Complying with the rules and communicating clearly is not always easy. An investor quoted in PwC’s Global Investor Survey 2024 said: ‘Sometimes you see companies that are doing the right things but communicating them badly. Other times, you see companies that are not doing the right things but communicate them very well. But what you almost never see is a company doing the right thing and communicating effectively.’

Steps to take

So, what can you do to get it right? First you need to focus on what you want the reader to know, then tick the relevant disclosure boxes. This might mean following your own structure. (Here’s a tip: start with strategy, not governance.)

Too many companies start with the requirements and then struggle to find the ‘story’. That’s because they don’t spend enough time thinking about what the issues mean for their business. It’s no wonder they find it hard to talk about them in a credible way. Remember, compliance is an outcome, not the objective.

The process of preparing disclosures teaches you something

You also need to answer the ‘so what’. Explain the metrics, give context and bring it together as a coherent story. If it’s hard to write it down, investors will struggle to figure out what you’re trying to say. When the story isn’t clear, they will fill the gap with what they think the answer’s likely to be. Anecdotally, I’ve never heard this involving giving the company the benefit of the doubt.

Finally, don’t worry about ‘gold plating’ your disclosures. I’ve never heard an investor complain about too much relevant information – quite the opposite. In fact, hiding material information with unnecessary detail is likely to be non-compliant.

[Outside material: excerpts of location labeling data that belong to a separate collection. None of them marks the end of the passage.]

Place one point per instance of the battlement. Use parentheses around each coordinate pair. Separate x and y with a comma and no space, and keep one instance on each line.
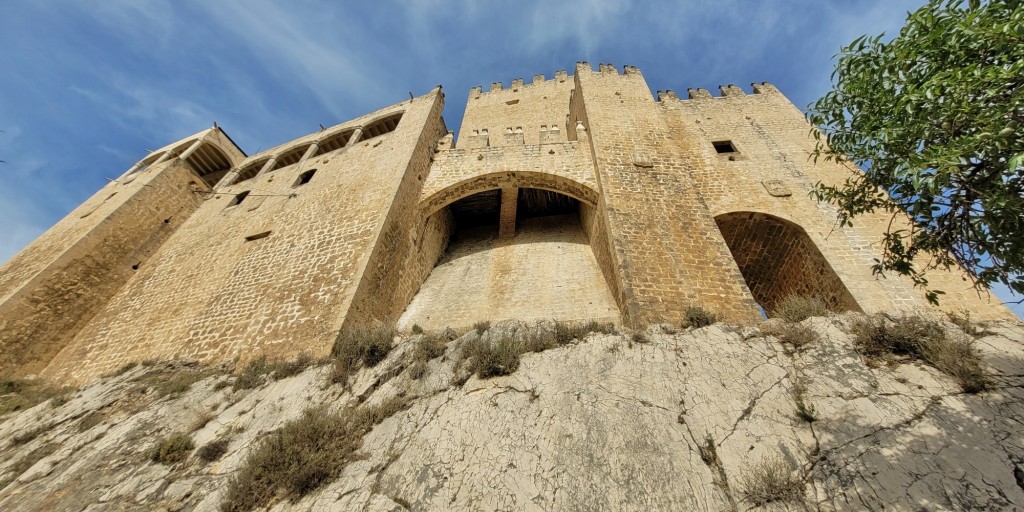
(518,85)
(583,66)
(344,226)
(725,91)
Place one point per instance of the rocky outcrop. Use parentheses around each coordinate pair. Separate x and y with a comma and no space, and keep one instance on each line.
(684,421)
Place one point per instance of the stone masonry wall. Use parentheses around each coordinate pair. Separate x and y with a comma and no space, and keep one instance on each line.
(92,253)
(772,172)
(528,107)
(211,294)
(669,251)
(388,281)
(281,270)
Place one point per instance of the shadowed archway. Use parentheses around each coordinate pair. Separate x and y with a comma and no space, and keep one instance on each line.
(778,259)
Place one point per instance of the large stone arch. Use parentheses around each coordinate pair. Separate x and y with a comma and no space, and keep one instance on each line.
(777,258)
(508,179)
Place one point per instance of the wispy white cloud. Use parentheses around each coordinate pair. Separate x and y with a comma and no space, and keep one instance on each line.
(325,53)
(586,25)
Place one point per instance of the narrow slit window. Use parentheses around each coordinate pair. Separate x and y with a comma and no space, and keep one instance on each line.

If you keep in mind that corporate reporting aims to help investors make decisions, it becomes clear that ‘compliance’ can’t come at the cost of communicating effectively about performance, risks or prospects. Ask yourself: would this information, if known – and, equally, if not known – influence an investor’s decision about providing capital to you? That can guide what and how much to disclose.

The fear of non-compliance weighs heavily on any reporting professional’s mind. Many find focusing on compliance easier: you find the information on the checklist and write it down. Working through what it all means to make sense of it for an external audience is a different matter. But that misses an important opportunity. The process of preparing disclosures – gathering the data, seeing what it tells you, putting it into words – teaches you something. Then you can decide what action to take as a result. That’s what strategy is all about.